Le livre de Claude Arnaud : « Une mémoire de Saint-Véran » (1983), celui d’un natif du lieu, épris de son village et souhaitant lui rendre hommage, nous guidera.

« La plus aouto montagno énté sé mandjo dé pan », ainsi se nomme, orgueilleusement Saint-Véran. Un pain dur, à juger du récit que fait Arnaud : des fournées fin d’automne servait pour un pain conservé tout l’hiver, avant que le retour du printemps autorise une fournée mensuelle.

« L’origine des premiers habitants de ce lieu est mal connue.
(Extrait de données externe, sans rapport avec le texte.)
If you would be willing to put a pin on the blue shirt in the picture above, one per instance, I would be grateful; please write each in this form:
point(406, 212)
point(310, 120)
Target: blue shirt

On croit que ce furent des Druides, venus de différentes régions de la Gaule se réfugier lors de persécutions. » CA

On peut imaginer que l’existence d’une mine de cuivre n’est pas étrangère à la fondation de ce village, bien plus haut en altitude que tous ceux de la région.

LA MAISON : Ce qui frappe le regard, de prime abord, est l’incroyable légèreté des structures de bois portant balcons et toitures, surtout en regard des charges d’une neige très épaisse, à plus de 2000 m d’altitude. Le contraste avec la base de pierre en est d’autant plus fort.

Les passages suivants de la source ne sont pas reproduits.